15.4. Le langage à base de menus ou d'icônes

La convivialité du poste de travail est souvent grandement amélioré par l'utilisation d'un langage de commandes basé soit sur des menus déroulants soit sur des icônes, soit sur les deux. Par exemple, sur MacIntosh ou sur Atari, la copie de fichier peut être obtenue en déplaçant l'icône du fichier d'une fenêtre dans une autre au moyen de la souris. De même sous X-window, l'utilisateur peut construire ses propres menus déroulants pour ses commandes les plus courantes. Pour le moment, ce type de langage fonctionne très bien pour un nombre réduit de commandes souvent sans paramètres. Il est agréable et doit être systématiquement développé et utilisé pour les besoins courants, mais il ne peut probablement pas satisfaire l'ensemble des besoins des utilisateurs.

15.5. Conclusion

+ Le langage issu du traitement par lot comporte peu de commandes, avec beaucoup de paramètres.

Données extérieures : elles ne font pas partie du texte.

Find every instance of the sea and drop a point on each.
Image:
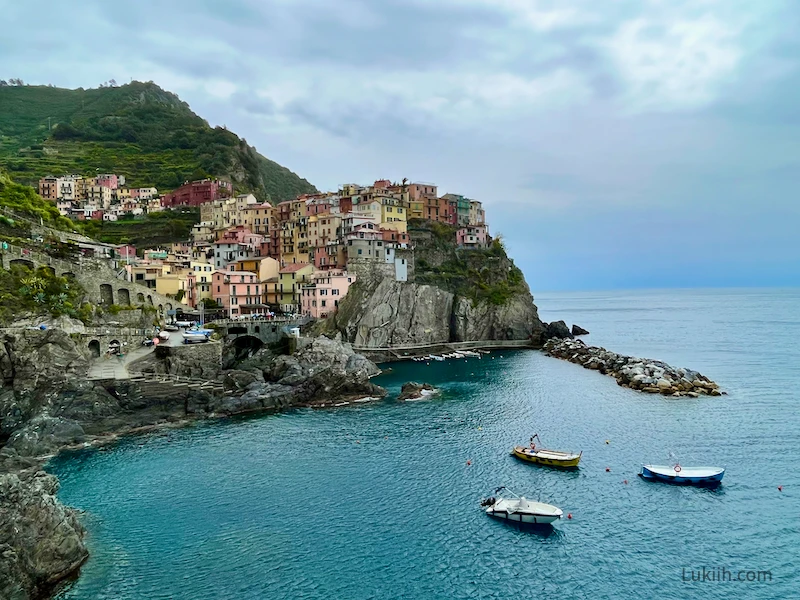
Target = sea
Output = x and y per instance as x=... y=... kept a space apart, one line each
x=381 y=501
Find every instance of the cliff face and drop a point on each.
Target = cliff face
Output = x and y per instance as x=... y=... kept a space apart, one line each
x=41 y=540
x=459 y=295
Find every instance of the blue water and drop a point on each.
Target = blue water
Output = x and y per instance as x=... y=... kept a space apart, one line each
x=378 y=501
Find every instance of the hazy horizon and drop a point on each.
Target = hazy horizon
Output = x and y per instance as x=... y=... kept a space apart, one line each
x=641 y=145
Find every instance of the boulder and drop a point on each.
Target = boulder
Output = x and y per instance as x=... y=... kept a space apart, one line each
x=41 y=540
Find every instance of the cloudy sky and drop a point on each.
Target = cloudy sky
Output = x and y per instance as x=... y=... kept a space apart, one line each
x=615 y=143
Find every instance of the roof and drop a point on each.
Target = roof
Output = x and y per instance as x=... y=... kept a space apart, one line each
x=294 y=267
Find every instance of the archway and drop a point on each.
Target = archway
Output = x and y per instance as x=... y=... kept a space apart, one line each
x=123 y=297
x=106 y=294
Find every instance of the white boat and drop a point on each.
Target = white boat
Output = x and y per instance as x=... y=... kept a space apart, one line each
x=512 y=507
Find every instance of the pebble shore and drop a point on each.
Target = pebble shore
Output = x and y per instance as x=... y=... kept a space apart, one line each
x=651 y=376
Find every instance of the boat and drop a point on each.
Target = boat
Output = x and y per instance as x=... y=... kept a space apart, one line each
x=548 y=458
x=518 y=509
x=708 y=476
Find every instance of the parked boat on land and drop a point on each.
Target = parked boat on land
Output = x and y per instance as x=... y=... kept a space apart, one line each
x=702 y=476
x=518 y=509
x=548 y=458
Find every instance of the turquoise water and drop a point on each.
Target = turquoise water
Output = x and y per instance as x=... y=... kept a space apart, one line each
x=378 y=501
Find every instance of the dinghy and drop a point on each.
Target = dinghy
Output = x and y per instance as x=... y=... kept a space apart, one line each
x=548 y=458
x=683 y=475
x=512 y=507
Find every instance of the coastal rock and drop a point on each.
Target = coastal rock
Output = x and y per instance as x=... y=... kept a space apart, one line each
x=650 y=376
x=413 y=390
x=557 y=330
x=395 y=314
x=41 y=540
x=578 y=330
x=44 y=435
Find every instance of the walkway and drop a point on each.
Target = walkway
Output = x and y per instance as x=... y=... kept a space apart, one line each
x=116 y=367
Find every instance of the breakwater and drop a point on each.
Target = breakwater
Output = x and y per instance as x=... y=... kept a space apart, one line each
x=643 y=374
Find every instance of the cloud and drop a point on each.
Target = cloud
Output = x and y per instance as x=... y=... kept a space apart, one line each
x=589 y=130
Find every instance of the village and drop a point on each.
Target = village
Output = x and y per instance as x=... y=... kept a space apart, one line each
x=250 y=259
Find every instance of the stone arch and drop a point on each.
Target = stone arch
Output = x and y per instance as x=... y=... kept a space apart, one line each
x=106 y=294
x=21 y=262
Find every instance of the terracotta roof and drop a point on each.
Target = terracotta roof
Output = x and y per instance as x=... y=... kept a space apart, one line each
x=294 y=267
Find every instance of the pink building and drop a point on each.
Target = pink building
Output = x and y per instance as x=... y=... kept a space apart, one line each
x=127 y=252
x=108 y=180
x=321 y=298
x=238 y=292
x=471 y=236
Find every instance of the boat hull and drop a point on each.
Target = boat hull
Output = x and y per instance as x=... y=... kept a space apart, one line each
x=549 y=459
x=680 y=478
x=527 y=519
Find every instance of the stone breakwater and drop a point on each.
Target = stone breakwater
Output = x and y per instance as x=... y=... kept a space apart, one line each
x=651 y=376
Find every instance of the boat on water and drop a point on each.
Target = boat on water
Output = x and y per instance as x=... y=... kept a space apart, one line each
x=548 y=458
x=518 y=509
x=703 y=476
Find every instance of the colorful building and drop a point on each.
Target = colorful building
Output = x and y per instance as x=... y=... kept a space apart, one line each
x=321 y=296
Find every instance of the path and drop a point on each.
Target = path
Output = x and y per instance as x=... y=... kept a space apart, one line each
x=115 y=367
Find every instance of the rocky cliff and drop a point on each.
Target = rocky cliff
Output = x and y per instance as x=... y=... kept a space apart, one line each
x=458 y=295
x=41 y=540
x=46 y=403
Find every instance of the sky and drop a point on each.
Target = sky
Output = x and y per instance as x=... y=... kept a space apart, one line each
x=614 y=144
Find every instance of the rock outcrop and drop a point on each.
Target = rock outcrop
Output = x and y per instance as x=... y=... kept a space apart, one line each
x=395 y=313
x=414 y=391
x=41 y=540
x=578 y=330
x=652 y=376
x=325 y=372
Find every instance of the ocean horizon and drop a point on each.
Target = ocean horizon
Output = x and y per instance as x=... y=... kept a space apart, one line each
x=382 y=500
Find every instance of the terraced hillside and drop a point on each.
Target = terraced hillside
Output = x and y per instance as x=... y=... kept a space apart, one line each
x=138 y=130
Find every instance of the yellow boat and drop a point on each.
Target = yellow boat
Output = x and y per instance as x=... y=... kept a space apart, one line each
x=548 y=458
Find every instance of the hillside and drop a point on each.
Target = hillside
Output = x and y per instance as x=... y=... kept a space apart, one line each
x=138 y=130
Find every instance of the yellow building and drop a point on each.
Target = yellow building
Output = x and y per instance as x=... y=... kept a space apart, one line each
x=290 y=279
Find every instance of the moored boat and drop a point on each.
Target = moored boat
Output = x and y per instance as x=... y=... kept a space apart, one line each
x=677 y=474
x=518 y=509
x=548 y=458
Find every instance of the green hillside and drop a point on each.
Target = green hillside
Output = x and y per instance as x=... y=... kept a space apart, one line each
x=137 y=130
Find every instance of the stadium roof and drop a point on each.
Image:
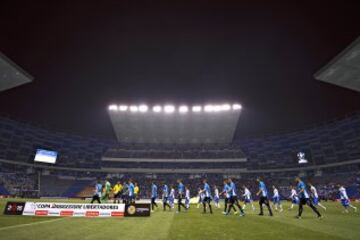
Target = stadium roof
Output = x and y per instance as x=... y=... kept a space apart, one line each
x=170 y=124
x=11 y=75
x=344 y=69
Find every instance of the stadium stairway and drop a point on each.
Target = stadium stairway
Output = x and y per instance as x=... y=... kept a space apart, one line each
x=76 y=188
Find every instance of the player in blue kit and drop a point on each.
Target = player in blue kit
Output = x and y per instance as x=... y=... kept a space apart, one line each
x=165 y=196
x=226 y=192
x=263 y=193
x=276 y=199
x=153 y=196
x=216 y=197
x=233 y=198
x=247 y=198
x=130 y=192
x=181 y=192
x=304 y=198
x=315 y=197
x=207 y=199
x=97 y=192
x=345 y=201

Les commandes permettent l'identification du travail, sa décomposition en étapes et les définitions des liaisons avec les objets externes. Les paramètres sont définis par mots clés, avec des valeurs par défaut.

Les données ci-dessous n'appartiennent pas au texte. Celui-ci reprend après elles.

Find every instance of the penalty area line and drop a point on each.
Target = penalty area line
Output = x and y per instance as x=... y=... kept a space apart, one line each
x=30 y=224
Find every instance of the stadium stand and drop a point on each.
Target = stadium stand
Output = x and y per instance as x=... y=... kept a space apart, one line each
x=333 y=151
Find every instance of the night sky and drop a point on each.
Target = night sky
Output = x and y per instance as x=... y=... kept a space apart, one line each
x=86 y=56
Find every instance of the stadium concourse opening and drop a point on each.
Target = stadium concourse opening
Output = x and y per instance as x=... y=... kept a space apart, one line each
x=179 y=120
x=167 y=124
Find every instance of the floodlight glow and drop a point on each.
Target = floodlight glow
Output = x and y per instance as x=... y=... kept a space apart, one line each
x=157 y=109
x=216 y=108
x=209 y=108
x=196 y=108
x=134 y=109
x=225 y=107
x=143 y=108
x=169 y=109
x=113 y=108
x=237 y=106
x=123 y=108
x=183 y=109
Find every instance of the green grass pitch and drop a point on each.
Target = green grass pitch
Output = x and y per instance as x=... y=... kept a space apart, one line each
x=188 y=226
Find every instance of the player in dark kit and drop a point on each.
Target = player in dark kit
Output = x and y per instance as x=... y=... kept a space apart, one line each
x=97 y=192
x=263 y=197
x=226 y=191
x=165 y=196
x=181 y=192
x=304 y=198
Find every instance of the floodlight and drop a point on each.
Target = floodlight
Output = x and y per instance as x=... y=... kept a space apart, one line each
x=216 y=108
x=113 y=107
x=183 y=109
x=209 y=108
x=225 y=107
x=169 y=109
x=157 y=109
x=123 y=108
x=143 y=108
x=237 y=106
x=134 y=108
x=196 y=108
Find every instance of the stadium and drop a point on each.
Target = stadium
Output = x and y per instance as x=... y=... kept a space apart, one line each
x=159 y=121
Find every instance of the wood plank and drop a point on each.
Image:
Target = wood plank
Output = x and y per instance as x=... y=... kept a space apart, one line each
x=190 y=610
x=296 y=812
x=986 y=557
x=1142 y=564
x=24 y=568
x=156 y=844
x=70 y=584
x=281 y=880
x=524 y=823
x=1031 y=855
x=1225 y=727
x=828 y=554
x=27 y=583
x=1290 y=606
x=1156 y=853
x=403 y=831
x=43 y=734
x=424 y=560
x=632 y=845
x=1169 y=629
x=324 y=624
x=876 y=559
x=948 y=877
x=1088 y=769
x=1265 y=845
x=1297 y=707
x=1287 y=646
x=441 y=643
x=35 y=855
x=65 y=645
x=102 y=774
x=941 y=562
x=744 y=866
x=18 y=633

+ En interactif, les outils logiciels se présentent aux utilisateurs par leur message d'invite.
+ Le langage de commandes interactif est plus convivial, avec une syntaxe orientée verbe, définissant de nombreuses commandes ayant chacune peu de paramètres. Chaque commande étant en fait un programme, le langage est facilement extensible, par adjonction de nouveaux programmes.

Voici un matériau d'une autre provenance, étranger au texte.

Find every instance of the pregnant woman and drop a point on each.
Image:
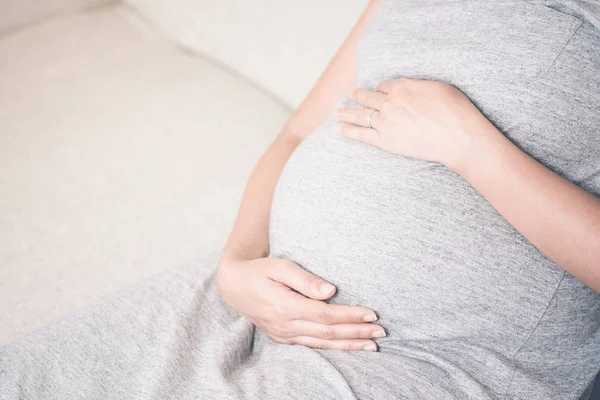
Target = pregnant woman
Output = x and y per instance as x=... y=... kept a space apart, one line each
x=426 y=226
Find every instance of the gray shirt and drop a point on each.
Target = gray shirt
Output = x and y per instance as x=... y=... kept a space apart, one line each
x=471 y=307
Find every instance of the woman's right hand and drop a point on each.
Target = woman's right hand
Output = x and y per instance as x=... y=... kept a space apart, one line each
x=261 y=290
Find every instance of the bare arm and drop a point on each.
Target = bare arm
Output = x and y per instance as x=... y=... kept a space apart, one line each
x=260 y=287
x=249 y=238
x=555 y=215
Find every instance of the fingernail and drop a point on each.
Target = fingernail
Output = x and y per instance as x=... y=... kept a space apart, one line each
x=326 y=288
x=370 y=347
x=370 y=317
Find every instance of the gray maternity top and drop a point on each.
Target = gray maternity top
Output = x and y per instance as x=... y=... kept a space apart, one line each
x=472 y=309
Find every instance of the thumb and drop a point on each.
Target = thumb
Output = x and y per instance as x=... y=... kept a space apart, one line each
x=299 y=279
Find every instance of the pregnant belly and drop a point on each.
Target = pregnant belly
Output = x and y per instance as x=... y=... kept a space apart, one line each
x=411 y=240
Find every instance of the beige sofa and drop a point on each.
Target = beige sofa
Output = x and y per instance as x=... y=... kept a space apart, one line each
x=128 y=129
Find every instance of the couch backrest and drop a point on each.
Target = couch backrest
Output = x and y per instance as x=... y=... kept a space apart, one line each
x=283 y=46
x=17 y=13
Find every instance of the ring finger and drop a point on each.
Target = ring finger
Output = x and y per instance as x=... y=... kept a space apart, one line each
x=316 y=343
x=338 y=331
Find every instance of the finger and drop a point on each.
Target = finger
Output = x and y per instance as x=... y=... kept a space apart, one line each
x=358 y=116
x=324 y=313
x=353 y=345
x=299 y=279
x=336 y=331
x=365 y=135
x=368 y=98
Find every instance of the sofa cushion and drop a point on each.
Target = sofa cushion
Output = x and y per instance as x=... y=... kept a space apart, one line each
x=120 y=156
x=16 y=13
x=282 y=45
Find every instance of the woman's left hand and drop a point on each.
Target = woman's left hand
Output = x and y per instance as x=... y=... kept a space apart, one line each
x=427 y=120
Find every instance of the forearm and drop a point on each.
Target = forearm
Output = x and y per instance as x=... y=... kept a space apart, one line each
x=249 y=237
x=559 y=218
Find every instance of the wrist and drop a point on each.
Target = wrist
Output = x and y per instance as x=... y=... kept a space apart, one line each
x=480 y=141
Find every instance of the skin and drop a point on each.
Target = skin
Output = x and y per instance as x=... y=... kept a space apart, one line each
x=260 y=288
x=426 y=120
x=434 y=121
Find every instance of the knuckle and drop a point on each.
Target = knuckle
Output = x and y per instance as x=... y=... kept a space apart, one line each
x=311 y=281
x=328 y=332
x=280 y=311
x=327 y=316
x=279 y=340
x=319 y=345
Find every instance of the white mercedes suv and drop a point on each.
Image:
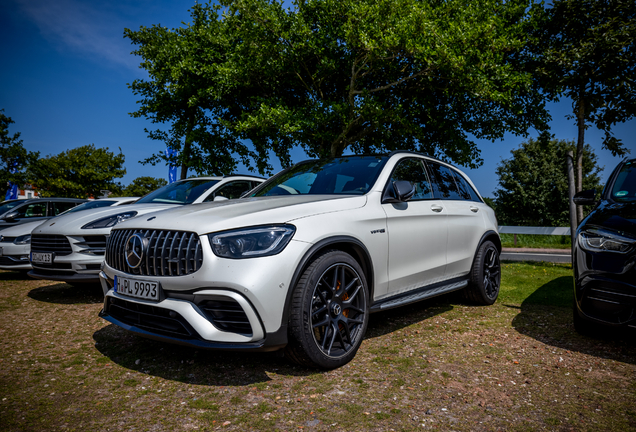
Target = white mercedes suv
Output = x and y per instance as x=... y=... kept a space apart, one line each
x=301 y=262
x=70 y=248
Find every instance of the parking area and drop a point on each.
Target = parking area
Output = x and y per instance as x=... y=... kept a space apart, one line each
x=434 y=365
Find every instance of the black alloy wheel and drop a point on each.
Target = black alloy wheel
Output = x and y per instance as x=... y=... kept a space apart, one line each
x=329 y=312
x=485 y=276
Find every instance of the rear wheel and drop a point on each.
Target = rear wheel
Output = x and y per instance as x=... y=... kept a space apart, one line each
x=329 y=312
x=485 y=276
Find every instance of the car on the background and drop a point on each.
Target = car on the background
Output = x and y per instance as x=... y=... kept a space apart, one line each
x=301 y=261
x=15 y=241
x=71 y=247
x=604 y=256
x=16 y=212
x=15 y=245
x=102 y=202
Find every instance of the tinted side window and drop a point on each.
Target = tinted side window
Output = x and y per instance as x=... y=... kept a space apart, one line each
x=445 y=186
x=465 y=190
x=412 y=170
x=231 y=190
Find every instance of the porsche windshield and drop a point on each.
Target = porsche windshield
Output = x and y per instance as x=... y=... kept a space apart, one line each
x=624 y=188
x=348 y=175
x=181 y=192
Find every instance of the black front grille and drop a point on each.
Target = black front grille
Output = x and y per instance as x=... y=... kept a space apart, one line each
x=154 y=319
x=95 y=241
x=167 y=253
x=227 y=315
x=51 y=243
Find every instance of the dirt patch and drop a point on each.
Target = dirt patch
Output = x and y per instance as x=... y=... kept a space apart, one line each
x=436 y=365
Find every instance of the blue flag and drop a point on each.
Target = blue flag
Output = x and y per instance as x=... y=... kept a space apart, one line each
x=172 y=168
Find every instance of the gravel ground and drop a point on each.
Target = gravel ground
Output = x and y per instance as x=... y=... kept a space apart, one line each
x=435 y=365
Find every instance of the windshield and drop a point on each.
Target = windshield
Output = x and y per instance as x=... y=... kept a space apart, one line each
x=624 y=189
x=5 y=207
x=89 y=205
x=181 y=192
x=349 y=175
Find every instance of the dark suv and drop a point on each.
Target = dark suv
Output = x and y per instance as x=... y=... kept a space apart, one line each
x=16 y=212
x=604 y=256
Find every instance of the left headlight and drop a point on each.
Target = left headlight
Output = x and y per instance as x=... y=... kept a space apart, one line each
x=598 y=240
x=251 y=242
x=25 y=239
x=110 y=221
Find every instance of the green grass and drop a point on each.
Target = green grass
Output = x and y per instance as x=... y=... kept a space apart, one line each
x=536 y=241
x=536 y=283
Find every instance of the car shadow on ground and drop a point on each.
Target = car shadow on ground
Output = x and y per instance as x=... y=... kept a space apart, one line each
x=62 y=293
x=546 y=315
x=226 y=368
x=14 y=275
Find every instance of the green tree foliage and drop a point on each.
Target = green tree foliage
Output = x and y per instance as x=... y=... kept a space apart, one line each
x=330 y=75
x=533 y=184
x=13 y=155
x=78 y=173
x=142 y=186
x=589 y=55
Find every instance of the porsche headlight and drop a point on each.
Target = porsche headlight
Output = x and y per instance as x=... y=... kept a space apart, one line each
x=598 y=240
x=110 y=221
x=251 y=242
x=25 y=239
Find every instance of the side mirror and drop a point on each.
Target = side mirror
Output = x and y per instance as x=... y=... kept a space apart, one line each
x=402 y=191
x=10 y=216
x=587 y=197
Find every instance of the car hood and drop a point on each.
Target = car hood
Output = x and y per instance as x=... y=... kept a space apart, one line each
x=616 y=216
x=72 y=223
x=223 y=215
x=22 y=229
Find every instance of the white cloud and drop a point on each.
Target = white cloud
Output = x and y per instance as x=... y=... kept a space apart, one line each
x=86 y=28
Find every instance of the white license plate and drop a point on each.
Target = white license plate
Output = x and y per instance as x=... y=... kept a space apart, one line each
x=147 y=290
x=41 y=257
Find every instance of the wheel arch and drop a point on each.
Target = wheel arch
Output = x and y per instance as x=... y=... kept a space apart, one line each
x=350 y=245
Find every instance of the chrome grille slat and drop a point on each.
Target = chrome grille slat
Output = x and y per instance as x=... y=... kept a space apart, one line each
x=169 y=253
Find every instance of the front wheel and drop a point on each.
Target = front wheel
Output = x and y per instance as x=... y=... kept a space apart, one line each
x=329 y=313
x=485 y=276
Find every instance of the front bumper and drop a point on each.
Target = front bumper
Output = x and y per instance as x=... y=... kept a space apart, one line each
x=226 y=304
x=81 y=263
x=605 y=288
x=14 y=257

+ L'environnement est un ensemble d'informations propres à l'utilisateur dans sa session courante, qui peuvent être utilisées par l'interpréteur de commandes et les programmes pour adapter leur comportement aux besoins spécifiques actuels de l'usager (message d'invite, répertoire de travail, règles de recherche, type de terminal).
+ Les commandes de l'utilisateur peuvent être simplifiées, l'interpréteur pouvant les développer par les mécanismes de substitution ou d'abréviation.
+ L'environnement d'exécution d'un programme comporte la définition des liaisons avec les objets externes. Au moins trois liaisons doivent être définies pour l'entrée, la sortie et les erreurs. Si, en général, ces liaisons sont avec le terminal de l'utilisateur, il faut pouvoir les rediriger vers des fichiers.
+ Les programmes peuvent transmettre, en fin d'exécution, un code de retour à l'interpréteur de commandes, qui peut en tenir compte lors de l'exécution d'un ensemble de commandes.
+ Les langages de commandes modernes disposent de toutes les structures de contrôle des langages de programmation classiques. La différence essentielle réside dans les objets manipulés par ces deux types de langage.
+ Le langage à base de menus déroulants ou d'icônes offre une convivialité remarquable pour les besoins les plus courants. Il ne peut couvrir l'ensemble des besoins, où des structures de contrôle élaborées sont nécessaires.